Fourth, we must remind ourselves that the world is as God made it, not as sinful humans will it to be. Virtue will always be virtue and vice will always be vice. Morality is reality. A law or a court decision will never turn non-marriage into marriage. A governmental fiat will not turn paper into wealth. Congress, courts, legislatures, and administrations may declare the world to be other than it is, but they must still live in the world that exists. The longer they pretend that the world is something else, the harsher will be the shock when their imaginary reality collapses. If we are actually living in the world as it is, by which I mean the world as God made it to be, then we are going to be in the best position to mediate the foundations and traditions that some future civilization will require.
Above all, we ought to rejoice that our place in history is determined by the counsels of an infinitely wise, good, and sovereign God. In His kindness He has given us many years of peace and rest in an earthly country. In fact, we have often experienced difficulty remembering that we are aliens and pilgrims. Perhaps (could it be?) our Ruler now wishes to turn our hearts toward a better country, a heavenly country, a country that we ought to have been seeking all along. In the past, God entrusted us with earthly leisure, wealth, and power beyond any other generation. Perhaps He now wishes us to enter the fellowship of Christ’s suffering so that we may be conformed to His death. If so, then this, too, is a privilege.

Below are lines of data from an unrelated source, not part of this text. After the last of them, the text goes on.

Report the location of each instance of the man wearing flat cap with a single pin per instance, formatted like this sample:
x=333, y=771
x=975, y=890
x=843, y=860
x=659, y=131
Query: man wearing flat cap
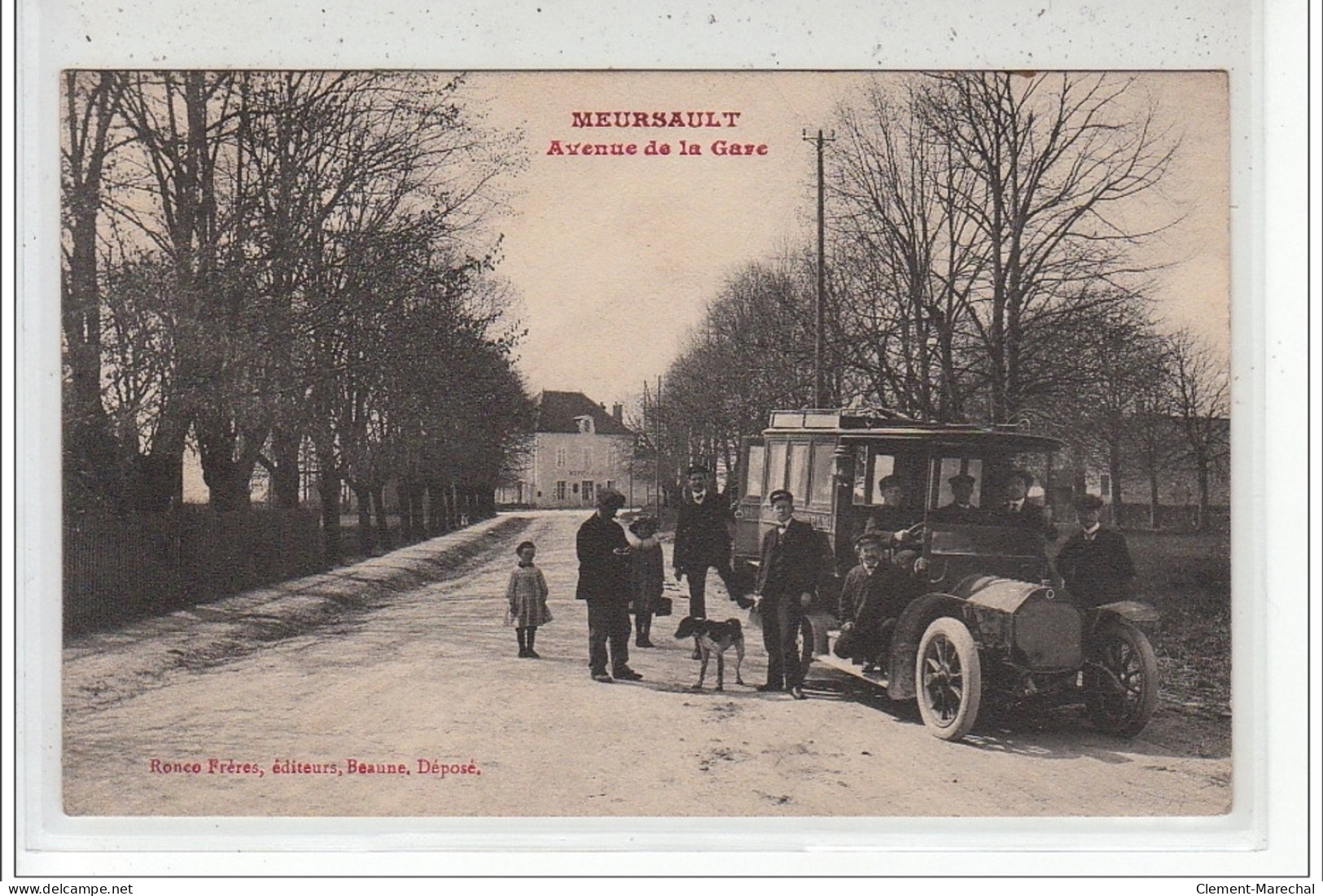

The past week has been troubling. We have a foot in each of two realms that will not be united until the kingdoms of this world are become the kingdoms of our Lord, and of His Christ. Is it wrong to long for the day when Jesus shall reign for ever and ever?
For now, temporal duties are still real duties. In the marriage oath, we take a spouse to have and to hold for better or for worse. Patriotism is something like that. Even if the United States is not the most virtuous country, even if it is not the most beautiful country, even if it were not the most prosperous or powerful country, it would still be the country in which a sovereign God has placed Americans. An apposite love of country and an ordinate patriotism are part of Christian virtue.
God shed His grace on thee.
This essay is by Kevin T. Bauder, Research Professor of Historical and Systematic Theology at Central Baptist Theological Seminary. Not every one of the professors, students, or alumni of Central Seminary necessarily agrees with every opinion that it expresses.
Before the Lord We Bow
Francis Scott Key (1779–1843)
Before the Lord we bow, the God Who reigns above,
And rules the world below, boundless in power and love.
Our thanks we bring in joy and praise, our hearts we raise
To Heaven’s high King.
The nation Thou hast blest may well Thy love declare,
From foes and fears at rest, protected by Thy care.
For this fair land, for this bright day, our thanks we pay,
Gifts of Thy hand.
May every mountain height, each vale and forest green,
Shine in Thy Word’s pure light, and its rich fruits be seen!
May every tongue be tuned to praise, and join to raise
A grateful song.
Earth, hear thy Maker’s voice, thy great Redeemer own;
Believe, obey, rejoice, and worship Him alone.
Cast down thy pride, thy sin deplore and bow before
And when in power He comes, O may our native land,
From all its rending tombs, send forth a glorious band.